There is, however, a slight flatness to a script that seemingly can't decide whether it's aiming to tell a more in-depth satirical story about the record industry's uneasy relationship with the art of making music and a more straightforward romcom.

What rescues The High Note from slipping into forgettable middle-of-the road fare though is its cast. As you'd expect from the daughter of one of music's original diva figures, Diana Ross, Tracee Ellis Ross perfectly depicts Grace as unapproachably famous yet human underneath.
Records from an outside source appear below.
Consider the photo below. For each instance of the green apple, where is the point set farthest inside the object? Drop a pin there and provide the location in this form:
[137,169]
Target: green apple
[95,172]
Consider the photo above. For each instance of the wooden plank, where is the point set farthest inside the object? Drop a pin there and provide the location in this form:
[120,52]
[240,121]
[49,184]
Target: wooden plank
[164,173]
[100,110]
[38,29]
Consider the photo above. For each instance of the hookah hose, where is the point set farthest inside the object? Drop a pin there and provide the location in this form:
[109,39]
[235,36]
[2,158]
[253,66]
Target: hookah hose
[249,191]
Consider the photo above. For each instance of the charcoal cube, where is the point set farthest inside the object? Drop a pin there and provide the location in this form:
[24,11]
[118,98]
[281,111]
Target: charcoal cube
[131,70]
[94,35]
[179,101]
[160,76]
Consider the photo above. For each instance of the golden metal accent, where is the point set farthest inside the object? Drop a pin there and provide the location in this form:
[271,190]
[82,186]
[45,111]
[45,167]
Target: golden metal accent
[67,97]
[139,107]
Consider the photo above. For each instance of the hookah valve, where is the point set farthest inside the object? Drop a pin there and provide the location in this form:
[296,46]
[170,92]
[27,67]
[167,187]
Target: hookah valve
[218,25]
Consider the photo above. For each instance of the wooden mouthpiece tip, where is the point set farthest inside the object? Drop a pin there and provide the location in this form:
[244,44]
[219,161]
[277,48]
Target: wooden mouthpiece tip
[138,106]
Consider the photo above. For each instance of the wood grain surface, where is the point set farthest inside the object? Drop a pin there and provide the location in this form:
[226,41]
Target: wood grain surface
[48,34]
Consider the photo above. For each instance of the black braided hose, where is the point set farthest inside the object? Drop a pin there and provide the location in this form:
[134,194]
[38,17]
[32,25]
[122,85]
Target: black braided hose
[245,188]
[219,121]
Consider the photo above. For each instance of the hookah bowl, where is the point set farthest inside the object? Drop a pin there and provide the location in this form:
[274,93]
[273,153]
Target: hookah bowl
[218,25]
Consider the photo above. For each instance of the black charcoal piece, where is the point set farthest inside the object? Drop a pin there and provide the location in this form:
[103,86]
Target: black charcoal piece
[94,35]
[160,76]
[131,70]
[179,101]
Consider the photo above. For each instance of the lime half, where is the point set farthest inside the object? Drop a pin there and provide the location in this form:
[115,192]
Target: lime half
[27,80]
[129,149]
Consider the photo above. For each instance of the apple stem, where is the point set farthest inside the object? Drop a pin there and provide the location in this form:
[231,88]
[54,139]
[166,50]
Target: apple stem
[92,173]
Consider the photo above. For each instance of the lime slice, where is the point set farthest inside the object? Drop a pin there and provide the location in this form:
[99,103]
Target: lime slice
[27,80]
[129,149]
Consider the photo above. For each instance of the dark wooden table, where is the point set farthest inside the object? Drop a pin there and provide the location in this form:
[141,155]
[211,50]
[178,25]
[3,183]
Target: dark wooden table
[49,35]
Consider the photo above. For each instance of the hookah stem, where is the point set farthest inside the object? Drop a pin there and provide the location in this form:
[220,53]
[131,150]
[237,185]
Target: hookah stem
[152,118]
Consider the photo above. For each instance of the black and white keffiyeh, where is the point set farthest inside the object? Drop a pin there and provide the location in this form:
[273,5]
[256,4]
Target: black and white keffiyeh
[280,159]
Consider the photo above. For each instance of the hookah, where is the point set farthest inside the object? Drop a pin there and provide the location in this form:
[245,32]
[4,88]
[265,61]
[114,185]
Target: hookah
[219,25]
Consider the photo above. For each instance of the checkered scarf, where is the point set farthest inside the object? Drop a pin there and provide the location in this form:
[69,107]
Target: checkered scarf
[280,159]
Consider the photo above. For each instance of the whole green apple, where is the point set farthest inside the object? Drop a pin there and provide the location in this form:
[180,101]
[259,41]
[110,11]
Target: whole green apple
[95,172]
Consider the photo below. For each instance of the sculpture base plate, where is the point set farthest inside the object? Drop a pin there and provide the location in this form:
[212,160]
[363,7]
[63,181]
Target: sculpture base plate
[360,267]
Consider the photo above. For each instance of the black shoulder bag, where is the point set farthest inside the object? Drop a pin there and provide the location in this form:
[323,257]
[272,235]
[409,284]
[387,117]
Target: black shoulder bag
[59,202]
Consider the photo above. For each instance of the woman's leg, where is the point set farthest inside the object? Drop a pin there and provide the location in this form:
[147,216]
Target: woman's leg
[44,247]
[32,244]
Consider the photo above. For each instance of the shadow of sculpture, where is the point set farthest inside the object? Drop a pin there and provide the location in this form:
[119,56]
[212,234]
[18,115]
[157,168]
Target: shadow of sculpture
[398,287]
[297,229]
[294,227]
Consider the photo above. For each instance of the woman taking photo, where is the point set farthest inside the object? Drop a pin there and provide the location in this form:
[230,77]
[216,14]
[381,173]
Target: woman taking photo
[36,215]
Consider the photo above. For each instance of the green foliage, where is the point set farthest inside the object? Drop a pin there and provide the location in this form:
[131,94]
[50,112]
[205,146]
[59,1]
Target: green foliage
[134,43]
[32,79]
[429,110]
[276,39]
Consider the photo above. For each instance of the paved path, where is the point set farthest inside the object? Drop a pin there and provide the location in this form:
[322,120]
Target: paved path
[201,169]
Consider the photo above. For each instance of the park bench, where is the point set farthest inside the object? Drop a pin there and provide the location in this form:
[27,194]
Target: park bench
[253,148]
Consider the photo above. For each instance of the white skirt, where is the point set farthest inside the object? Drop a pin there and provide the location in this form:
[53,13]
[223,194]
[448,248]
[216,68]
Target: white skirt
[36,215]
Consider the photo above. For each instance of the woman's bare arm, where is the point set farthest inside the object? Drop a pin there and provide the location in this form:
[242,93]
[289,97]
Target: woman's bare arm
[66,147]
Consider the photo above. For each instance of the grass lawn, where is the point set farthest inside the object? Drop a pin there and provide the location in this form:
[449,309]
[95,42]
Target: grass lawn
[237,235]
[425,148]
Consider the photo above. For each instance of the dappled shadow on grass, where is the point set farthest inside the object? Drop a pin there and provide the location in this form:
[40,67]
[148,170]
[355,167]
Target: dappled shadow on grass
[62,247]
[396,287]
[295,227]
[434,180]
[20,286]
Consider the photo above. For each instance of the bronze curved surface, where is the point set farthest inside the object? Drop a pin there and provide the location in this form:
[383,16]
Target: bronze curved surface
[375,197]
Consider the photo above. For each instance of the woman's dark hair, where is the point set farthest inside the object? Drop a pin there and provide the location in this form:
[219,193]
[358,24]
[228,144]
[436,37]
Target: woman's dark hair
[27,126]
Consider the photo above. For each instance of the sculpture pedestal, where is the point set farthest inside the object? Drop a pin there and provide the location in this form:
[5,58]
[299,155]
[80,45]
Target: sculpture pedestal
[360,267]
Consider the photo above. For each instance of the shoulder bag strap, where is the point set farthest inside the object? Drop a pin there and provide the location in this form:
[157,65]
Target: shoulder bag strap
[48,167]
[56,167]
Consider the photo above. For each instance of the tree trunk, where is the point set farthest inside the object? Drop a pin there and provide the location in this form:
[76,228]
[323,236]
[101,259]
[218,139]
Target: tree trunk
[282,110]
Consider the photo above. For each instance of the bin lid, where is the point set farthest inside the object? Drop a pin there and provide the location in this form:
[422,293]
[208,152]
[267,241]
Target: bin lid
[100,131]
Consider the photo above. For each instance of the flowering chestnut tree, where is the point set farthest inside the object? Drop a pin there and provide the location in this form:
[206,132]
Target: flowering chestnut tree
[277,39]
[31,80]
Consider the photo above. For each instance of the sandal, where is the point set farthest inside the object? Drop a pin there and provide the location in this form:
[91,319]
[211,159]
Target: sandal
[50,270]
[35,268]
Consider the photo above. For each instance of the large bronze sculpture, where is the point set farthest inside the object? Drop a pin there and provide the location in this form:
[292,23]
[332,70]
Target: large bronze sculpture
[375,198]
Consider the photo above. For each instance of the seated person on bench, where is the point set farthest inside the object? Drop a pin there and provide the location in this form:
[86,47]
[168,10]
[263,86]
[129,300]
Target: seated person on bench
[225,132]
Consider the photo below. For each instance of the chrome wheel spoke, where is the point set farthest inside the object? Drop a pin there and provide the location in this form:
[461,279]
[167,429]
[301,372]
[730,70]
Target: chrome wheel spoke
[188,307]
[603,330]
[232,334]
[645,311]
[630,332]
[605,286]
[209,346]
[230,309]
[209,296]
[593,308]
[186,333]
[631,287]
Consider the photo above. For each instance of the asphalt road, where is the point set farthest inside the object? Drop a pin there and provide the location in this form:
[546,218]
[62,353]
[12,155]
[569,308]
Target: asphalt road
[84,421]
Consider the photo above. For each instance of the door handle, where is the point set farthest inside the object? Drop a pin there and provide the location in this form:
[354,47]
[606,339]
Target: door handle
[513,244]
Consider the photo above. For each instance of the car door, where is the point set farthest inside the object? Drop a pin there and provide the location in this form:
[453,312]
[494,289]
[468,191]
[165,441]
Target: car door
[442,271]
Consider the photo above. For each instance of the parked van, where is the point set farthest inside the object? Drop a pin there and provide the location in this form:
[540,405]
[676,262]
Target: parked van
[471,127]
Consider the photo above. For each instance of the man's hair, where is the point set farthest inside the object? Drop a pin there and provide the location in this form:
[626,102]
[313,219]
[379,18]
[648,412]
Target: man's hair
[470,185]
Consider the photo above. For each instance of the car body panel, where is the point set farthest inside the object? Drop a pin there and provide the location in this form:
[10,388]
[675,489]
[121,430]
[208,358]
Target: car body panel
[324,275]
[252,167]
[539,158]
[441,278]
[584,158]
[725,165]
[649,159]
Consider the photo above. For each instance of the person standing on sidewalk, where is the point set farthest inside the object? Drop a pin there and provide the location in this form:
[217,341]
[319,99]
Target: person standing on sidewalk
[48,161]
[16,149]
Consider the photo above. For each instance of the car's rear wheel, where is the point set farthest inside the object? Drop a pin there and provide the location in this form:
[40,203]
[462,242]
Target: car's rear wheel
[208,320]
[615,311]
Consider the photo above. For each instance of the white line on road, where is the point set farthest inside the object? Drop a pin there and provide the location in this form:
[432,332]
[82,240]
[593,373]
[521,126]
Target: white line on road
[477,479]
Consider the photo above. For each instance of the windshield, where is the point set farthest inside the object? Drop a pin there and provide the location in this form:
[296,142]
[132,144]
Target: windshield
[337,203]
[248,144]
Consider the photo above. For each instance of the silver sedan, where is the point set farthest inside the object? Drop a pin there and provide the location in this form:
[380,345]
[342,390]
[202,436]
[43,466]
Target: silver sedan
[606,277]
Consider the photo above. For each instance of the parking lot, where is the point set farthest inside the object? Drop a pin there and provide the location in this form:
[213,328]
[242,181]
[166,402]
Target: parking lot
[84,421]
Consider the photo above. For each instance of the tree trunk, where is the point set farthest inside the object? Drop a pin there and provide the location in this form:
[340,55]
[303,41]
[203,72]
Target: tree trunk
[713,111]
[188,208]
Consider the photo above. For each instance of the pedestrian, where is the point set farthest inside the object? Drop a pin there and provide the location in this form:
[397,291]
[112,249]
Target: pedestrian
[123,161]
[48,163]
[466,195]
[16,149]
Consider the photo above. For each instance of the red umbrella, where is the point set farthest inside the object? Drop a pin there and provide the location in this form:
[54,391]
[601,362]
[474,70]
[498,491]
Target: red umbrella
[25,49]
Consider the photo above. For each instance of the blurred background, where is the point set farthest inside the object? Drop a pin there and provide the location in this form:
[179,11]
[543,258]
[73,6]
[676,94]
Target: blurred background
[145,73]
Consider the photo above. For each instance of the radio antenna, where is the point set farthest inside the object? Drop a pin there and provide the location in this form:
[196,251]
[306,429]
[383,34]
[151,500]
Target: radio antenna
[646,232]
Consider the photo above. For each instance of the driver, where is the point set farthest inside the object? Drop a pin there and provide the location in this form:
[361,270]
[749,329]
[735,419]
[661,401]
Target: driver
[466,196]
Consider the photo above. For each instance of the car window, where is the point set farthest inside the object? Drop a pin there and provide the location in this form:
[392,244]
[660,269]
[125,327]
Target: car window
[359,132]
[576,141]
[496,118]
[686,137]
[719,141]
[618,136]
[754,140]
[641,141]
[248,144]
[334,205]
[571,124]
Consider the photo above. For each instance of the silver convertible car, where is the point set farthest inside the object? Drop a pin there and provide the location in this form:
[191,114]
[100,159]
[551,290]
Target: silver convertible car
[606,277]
Johnson (herself a scion of famous parents Don Johnson and Melanie Griffith) is ever reliable in her now customary role as a naive young woman who discovers she's made of sterner stuff, and has decent, if not explosive, chemistry with Harrison.

There's also some nicely memorable small parts for Bill Pullman as Maggie's ageing DJ dad, and Eddie Izzard as a rocker in the Elton John vein.

Ultimately, The High Note won't enter the lore of great music films, either for satire like This Is Spinal Tap, or romantic heartstring-tugging like each iteration of A Star Is Born, but it's well-constructed, sometimes amusing, and entertains thanks to actors with a personal connection to the story they are telling.